Tuesday, November 3, 2015

Crocker House Museum

Just a little background on the city of Mount Clemens where Crocker House Museum is located.   It became the seat of Macomb County in 1818, and was incorporated as a city in 1879.

The city's largest industry was the mineral baths scattered around the city from 1873 until 1974 dubbing it "Bath City of America."  At its peak, there were 11 bathhouses, with several hotels to accommodate people who came to the baths.  By bathing in the salty mineral waters, people were cured of eczema, rheumatism, and other ailments. Noted visitors such as the Vanderbilt family, William Hearst, Clark Gable, Mae West, Babe Ruth and Jack Dempsey vacationed in the city for the mineral baths.  When the public lost interest in mineral baths, the bathhouses and hotels were demolished.

~ Crocker House Museum ~

To the left of the front door is the informal parlor where children were allowed to sit and play quiet games, read, or play musical instruments.

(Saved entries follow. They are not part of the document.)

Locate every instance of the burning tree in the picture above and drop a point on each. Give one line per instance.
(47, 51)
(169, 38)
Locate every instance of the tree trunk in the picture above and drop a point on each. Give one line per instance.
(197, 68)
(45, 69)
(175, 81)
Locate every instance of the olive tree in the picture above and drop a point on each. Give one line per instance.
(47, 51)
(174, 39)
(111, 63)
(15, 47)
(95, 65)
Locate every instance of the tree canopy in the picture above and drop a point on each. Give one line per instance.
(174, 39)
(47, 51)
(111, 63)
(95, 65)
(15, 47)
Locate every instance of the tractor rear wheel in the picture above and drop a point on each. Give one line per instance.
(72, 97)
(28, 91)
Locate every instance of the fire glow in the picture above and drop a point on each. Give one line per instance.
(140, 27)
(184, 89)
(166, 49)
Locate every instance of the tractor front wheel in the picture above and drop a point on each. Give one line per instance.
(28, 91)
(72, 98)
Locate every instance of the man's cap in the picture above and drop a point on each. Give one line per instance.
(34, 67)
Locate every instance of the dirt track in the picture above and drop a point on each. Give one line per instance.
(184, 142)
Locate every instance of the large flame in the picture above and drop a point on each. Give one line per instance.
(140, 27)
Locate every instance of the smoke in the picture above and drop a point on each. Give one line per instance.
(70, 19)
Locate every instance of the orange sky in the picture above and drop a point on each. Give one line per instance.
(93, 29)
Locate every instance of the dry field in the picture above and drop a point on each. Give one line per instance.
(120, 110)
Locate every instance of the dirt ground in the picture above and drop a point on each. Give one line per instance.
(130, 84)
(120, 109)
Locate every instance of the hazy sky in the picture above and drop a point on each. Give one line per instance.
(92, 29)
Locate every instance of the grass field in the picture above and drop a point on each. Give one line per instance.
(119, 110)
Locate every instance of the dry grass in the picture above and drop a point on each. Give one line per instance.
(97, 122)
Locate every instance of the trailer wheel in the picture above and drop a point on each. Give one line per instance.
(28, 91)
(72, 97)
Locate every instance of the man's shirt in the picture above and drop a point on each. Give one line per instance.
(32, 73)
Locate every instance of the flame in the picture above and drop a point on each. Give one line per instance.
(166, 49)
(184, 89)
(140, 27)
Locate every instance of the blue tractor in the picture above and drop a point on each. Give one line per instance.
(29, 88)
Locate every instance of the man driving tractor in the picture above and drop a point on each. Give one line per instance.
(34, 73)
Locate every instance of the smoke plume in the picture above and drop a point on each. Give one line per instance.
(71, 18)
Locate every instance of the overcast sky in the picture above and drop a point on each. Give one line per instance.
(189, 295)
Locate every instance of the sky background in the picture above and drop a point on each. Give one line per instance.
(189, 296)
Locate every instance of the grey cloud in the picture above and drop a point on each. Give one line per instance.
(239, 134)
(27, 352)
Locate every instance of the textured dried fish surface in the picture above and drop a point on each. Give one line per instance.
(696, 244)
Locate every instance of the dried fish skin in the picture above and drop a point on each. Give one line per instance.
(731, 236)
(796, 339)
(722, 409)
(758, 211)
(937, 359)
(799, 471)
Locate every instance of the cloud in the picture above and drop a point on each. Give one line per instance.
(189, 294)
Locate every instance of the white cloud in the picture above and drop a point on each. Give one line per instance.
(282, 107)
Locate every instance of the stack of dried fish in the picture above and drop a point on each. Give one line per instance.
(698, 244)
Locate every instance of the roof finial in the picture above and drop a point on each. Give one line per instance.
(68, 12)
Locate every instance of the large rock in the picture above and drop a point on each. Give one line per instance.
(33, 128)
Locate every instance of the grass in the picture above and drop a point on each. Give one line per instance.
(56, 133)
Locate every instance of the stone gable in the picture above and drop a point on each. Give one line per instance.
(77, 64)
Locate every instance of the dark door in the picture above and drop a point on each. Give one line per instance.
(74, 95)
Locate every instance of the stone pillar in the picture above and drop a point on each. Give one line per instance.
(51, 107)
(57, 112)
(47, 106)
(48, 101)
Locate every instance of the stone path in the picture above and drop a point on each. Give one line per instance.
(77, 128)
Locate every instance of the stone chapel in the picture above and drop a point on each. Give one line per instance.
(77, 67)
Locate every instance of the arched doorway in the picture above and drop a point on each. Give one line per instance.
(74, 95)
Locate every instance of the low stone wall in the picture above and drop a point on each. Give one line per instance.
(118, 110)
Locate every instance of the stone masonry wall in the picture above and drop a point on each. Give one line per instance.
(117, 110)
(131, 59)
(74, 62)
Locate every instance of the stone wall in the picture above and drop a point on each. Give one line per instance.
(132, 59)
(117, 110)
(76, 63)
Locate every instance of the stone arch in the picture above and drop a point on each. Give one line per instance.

To the right of the front door is the formal parlor.  Because Halloween was just celebrated, the formal parlor was set up for an 1880's wake.  The museum hosted a Funeral Tea, where Victorian mourning practices were explained, followed by a nearby cemetery walk.

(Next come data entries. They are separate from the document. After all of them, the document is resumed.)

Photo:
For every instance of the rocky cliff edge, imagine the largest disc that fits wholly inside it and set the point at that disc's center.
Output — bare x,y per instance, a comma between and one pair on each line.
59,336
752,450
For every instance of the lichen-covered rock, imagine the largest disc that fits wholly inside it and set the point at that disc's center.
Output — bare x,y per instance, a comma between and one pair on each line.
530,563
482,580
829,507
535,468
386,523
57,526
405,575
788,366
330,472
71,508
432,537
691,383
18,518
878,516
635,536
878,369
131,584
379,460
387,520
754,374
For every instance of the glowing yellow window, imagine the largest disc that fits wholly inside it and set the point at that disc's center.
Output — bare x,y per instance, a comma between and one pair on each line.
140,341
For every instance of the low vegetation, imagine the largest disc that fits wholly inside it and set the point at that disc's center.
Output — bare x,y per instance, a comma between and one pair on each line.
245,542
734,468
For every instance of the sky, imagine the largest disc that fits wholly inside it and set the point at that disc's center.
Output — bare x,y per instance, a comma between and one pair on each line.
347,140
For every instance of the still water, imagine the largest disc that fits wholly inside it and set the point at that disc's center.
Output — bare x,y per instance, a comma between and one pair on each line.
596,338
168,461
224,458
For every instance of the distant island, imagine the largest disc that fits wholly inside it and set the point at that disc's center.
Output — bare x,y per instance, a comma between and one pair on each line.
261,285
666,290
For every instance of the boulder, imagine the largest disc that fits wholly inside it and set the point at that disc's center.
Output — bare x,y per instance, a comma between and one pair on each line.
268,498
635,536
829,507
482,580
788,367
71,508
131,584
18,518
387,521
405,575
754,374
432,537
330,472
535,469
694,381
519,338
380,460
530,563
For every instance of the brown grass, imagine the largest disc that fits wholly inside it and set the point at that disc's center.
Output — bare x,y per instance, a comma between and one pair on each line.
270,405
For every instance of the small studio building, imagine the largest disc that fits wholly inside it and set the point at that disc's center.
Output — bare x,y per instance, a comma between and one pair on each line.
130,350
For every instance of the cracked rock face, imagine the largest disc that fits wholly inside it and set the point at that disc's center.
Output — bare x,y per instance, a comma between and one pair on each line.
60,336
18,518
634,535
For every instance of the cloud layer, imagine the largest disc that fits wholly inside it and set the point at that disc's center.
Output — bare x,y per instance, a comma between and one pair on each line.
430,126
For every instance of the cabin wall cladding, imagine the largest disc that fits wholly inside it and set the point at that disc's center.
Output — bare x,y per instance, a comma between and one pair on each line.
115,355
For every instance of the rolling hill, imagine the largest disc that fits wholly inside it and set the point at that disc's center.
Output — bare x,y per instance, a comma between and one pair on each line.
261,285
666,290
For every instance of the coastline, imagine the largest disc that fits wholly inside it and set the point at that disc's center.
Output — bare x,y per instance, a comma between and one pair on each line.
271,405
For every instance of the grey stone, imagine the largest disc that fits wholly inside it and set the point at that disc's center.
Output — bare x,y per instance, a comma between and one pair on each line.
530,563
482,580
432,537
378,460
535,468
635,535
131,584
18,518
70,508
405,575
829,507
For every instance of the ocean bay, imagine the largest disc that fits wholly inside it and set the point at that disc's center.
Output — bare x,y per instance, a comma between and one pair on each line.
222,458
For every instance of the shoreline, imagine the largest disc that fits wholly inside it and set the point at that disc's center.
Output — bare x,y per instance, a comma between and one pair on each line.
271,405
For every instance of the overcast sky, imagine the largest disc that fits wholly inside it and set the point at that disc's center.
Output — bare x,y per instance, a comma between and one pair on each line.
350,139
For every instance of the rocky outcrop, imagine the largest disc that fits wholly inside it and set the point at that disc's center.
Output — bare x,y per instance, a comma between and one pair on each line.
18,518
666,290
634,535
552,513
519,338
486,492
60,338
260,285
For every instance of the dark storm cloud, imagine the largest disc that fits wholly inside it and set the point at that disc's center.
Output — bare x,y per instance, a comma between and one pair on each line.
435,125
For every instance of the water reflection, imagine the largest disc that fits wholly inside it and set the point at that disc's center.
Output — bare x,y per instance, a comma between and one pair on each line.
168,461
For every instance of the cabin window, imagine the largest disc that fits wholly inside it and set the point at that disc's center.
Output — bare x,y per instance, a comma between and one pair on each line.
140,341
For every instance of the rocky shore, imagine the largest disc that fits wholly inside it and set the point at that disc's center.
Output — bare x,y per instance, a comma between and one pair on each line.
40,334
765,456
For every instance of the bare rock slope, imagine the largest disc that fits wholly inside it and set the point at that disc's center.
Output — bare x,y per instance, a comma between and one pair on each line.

~ There was one bedroom on the first floor. ~

Notice all the mirrors in the house were covered with black cloths. Victorians had a lot of superstitions associated with death, especially when the corpse was in the house.  They covered the mirrors because they believed mirrors reflected one's soul, and with the deceased's soul being near, they feared bad things might happen to the other occupants of the house.

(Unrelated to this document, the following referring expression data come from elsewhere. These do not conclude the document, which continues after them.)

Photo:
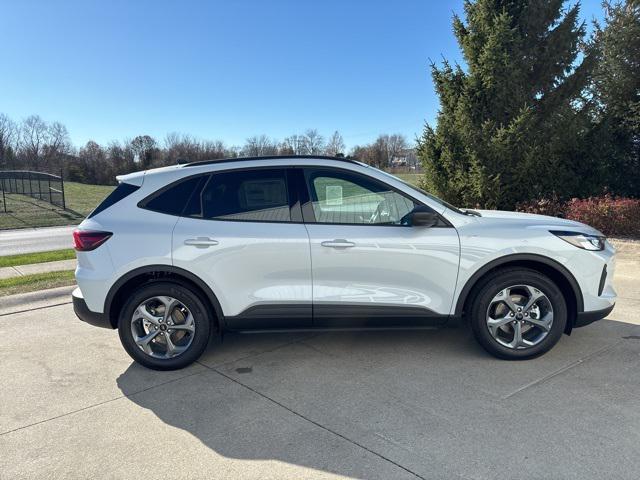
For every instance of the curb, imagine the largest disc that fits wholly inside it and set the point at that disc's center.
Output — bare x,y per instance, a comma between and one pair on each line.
42,298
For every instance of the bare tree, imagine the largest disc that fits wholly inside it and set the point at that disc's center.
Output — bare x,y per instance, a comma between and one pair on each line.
8,138
293,145
33,136
313,142
259,145
57,145
335,146
144,147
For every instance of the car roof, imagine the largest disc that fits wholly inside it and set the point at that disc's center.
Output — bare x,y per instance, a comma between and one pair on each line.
269,157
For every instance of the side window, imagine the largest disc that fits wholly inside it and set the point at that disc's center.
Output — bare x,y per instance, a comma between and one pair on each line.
173,199
250,196
342,197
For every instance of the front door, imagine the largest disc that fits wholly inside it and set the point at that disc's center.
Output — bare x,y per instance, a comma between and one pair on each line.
238,235
368,268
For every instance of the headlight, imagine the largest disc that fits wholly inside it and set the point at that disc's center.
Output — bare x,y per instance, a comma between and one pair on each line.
582,240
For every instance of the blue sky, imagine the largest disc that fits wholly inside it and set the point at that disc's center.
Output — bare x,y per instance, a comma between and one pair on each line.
226,69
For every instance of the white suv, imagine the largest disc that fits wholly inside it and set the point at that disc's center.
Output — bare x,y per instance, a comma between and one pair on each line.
177,254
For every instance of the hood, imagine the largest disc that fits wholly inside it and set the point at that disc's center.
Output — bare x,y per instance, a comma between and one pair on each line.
531,219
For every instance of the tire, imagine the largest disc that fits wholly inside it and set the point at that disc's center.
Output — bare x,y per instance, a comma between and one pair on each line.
186,311
490,308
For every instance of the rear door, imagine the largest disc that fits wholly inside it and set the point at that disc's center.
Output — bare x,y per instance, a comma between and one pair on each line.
368,268
242,233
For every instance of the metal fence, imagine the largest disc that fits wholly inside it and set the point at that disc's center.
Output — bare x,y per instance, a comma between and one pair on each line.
42,186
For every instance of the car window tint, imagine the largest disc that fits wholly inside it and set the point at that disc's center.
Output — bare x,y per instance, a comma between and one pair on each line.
251,196
123,190
173,199
340,197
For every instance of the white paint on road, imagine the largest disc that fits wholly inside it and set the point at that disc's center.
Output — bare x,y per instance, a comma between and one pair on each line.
28,240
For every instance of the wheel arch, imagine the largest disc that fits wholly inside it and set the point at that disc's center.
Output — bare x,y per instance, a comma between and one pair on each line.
559,274
135,278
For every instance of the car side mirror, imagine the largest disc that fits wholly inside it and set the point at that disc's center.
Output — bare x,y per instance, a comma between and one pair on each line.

~ Behind the formal parlor was the dining room.  ~

~ And the kitchen ~

Upstairs was a servant's bedroom, a nursery, and two other bedrooms containing historic display cases.

~ Nursery Wallpaper ~

~ Servant's bedroom with private stairwell leading down to the kitchen. ~

In one of the display rooms was a human hair mourning wreath.  They are creepy to me, but they're a part of history and were considered art work.

Wouldn't it have been a shame to demolish this house?  Yet it happens all the time in city's around the country.


  1. It would indeed have been a shame to demolish this house! I enjoyed the tour, love the nursery wallpaper and the cradle in the servant's beroom - among many other things. Thank you for sharing it with us.

  2. What a beautiful house! We have visited Hot Springs, Arkansas several times where people used to go for the mineral baths also. Luckily, their bath houses were not demolished and you can go on tours through them.

  3. This is a lovely house with an interesting story. I'm amazed they allow photography inside.